When that’s all it takes to get elected to the federal government of the United States, calling black people criminals for wanting a little justice after 400 years of oppression, while making sweeping statements about welfare when a giant scandal about the misuse of those funds puts state officials in jail, no consequences.

Speaking of welfare, if the senator has a problem with that, then he needs to allocate over a percentage of his fortune to all the black players he has coached over the years. Without Jason Campbell, Cadillac Williams, Ronnie Brown and others winning those races in 2004 and getting no pay, he never has the profile to become a senator and it’s doubtful he’ll ever make millions of dollars.

To land even a college job as good as the head coaching job at Auburn — which ended with a $5 million buyout after he resigned — Tuberville had to build his coaching resume elsewhere.

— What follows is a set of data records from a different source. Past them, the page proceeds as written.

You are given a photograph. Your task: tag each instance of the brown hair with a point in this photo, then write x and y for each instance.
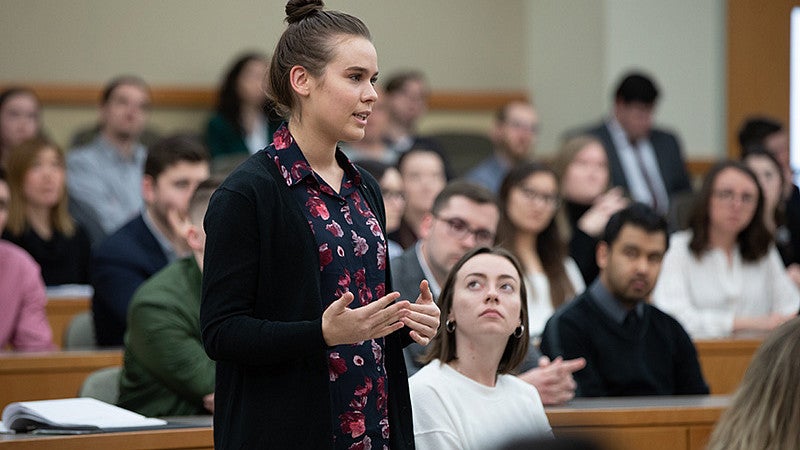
(754, 240)
(20, 162)
(764, 412)
(308, 41)
(443, 345)
(550, 243)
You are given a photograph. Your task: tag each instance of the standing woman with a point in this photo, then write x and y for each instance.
(38, 220)
(19, 119)
(528, 228)
(723, 274)
(297, 305)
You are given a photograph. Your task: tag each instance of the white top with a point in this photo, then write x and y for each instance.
(706, 294)
(540, 308)
(452, 411)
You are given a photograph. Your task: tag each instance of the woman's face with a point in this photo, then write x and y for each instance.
(769, 178)
(340, 101)
(586, 177)
(393, 198)
(43, 183)
(423, 179)
(486, 299)
(733, 203)
(249, 82)
(19, 119)
(532, 204)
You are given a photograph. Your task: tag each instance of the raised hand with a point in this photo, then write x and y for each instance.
(342, 325)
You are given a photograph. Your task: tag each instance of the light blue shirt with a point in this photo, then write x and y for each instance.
(109, 184)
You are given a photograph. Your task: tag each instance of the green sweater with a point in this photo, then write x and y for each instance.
(166, 370)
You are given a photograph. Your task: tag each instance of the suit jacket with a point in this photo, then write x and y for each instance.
(670, 160)
(121, 263)
(264, 329)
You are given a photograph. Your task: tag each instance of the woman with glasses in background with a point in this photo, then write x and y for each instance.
(529, 200)
(723, 275)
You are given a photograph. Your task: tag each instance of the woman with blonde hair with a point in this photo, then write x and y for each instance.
(38, 220)
(764, 412)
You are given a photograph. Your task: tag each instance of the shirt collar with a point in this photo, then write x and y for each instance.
(294, 166)
(609, 304)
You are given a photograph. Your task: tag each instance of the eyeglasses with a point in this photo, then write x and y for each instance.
(460, 229)
(551, 200)
(728, 196)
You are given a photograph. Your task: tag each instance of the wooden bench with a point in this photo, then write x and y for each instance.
(48, 375)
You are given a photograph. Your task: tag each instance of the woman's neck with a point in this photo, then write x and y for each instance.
(38, 218)
(478, 361)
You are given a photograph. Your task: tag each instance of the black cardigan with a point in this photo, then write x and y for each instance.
(261, 318)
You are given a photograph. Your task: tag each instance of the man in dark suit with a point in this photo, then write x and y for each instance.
(175, 166)
(645, 161)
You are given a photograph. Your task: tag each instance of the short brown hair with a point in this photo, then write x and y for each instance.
(443, 345)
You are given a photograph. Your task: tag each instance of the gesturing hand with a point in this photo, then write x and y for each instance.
(342, 325)
(423, 318)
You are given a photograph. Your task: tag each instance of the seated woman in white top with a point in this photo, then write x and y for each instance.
(465, 398)
(723, 275)
(529, 200)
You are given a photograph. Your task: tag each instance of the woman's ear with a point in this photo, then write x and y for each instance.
(300, 80)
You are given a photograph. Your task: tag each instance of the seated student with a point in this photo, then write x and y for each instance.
(38, 219)
(23, 323)
(424, 172)
(764, 411)
(241, 124)
(630, 346)
(529, 201)
(465, 398)
(20, 119)
(175, 166)
(723, 275)
(582, 166)
(166, 371)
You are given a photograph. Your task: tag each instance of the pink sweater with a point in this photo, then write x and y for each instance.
(23, 320)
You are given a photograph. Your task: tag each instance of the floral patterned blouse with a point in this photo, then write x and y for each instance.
(352, 257)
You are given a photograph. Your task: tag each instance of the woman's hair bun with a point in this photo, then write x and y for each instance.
(297, 10)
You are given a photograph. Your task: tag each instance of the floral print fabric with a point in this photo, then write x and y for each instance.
(352, 258)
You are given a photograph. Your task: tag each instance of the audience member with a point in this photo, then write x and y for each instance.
(723, 275)
(465, 216)
(528, 228)
(582, 166)
(105, 176)
(516, 127)
(166, 371)
(19, 119)
(244, 119)
(23, 324)
(38, 218)
(769, 134)
(424, 172)
(394, 201)
(645, 161)
(175, 166)
(631, 347)
(466, 397)
(372, 147)
(764, 413)
(406, 101)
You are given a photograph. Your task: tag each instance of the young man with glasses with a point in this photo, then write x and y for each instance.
(464, 216)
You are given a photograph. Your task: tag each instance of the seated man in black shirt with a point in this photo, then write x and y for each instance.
(631, 347)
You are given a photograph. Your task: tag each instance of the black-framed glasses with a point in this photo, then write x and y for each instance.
(551, 200)
(459, 229)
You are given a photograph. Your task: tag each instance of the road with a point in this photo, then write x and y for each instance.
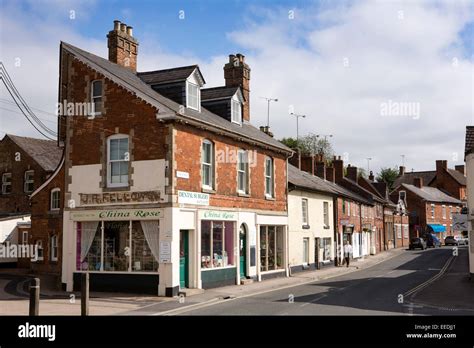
(378, 290)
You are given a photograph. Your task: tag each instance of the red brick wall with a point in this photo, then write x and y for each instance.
(17, 201)
(45, 223)
(187, 154)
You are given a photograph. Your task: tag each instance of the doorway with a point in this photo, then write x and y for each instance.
(183, 259)
(243, 251)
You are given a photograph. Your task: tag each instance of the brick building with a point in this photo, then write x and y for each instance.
(450, 181)
(25, 163)
(429, 208)
(162, 194)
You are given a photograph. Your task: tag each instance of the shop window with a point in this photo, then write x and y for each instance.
(217, 244)
(207, 164)
(271, 248)
(54, 248)
(118, 158)
(120, 253)
(6, 183)
(29, 182)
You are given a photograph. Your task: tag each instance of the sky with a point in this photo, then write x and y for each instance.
(384, 78)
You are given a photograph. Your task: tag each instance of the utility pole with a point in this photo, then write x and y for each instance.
(268, 108)
(297, 127)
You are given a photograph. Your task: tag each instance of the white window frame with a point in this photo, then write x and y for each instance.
(109, 161)
(305, 251)
(29, 181)
(95, 97)
(6, 183)
(198, 96)
(52, 199)
(304, 211)
(242, 168)
(24, 237)
(54, 247)
(236, 111)
(39, 244)
(269, 188)
(210, 185)
(326, 214)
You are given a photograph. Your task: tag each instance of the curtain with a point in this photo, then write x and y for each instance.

Where did he cut his teeth for eight years and work his way up to defensive coordinator? The U.

That’s right, from 1986-93 he was on the staff of the Miami Hurricanes, possibly the team most synonymous with blackness in college football history. All that world-class black talent on defense led this program to four national championships and Tuberville to his first head coaching job in 1995. But judging by his statements last week, he might as well have bought a Catholic vs. Convicts jersey in that infamous game at Notre Dame in 1988.

If Senator Tuberville had said into a microphone as a coach what he did in Nevada last week, it would have sent his career into a ditch. He wouldn’t be able to sell families that he was going to make their son a man. They could play this video and say “if my son couldn’t score a touchdown or make a tackle, you’d rather he be in jail.”

Jon Gruden he turns out to be a racist and ends up resigning, but in Tuberville’s current role as a United States Senator, he’s further cemented his position in the job that isn’t up for re-election until 2026.

Let that sink in for a moment. A boring, hate-filled, incoherent speech that would have gotten most readers of this piece fired from their jobs cemented his place in one of the most powerful positions a person can hold in this country.

Working people in this country need to watch their mouths, but some of the people who represent it can casually express hateful views towards the citizens they have sworn to serve and stay employed.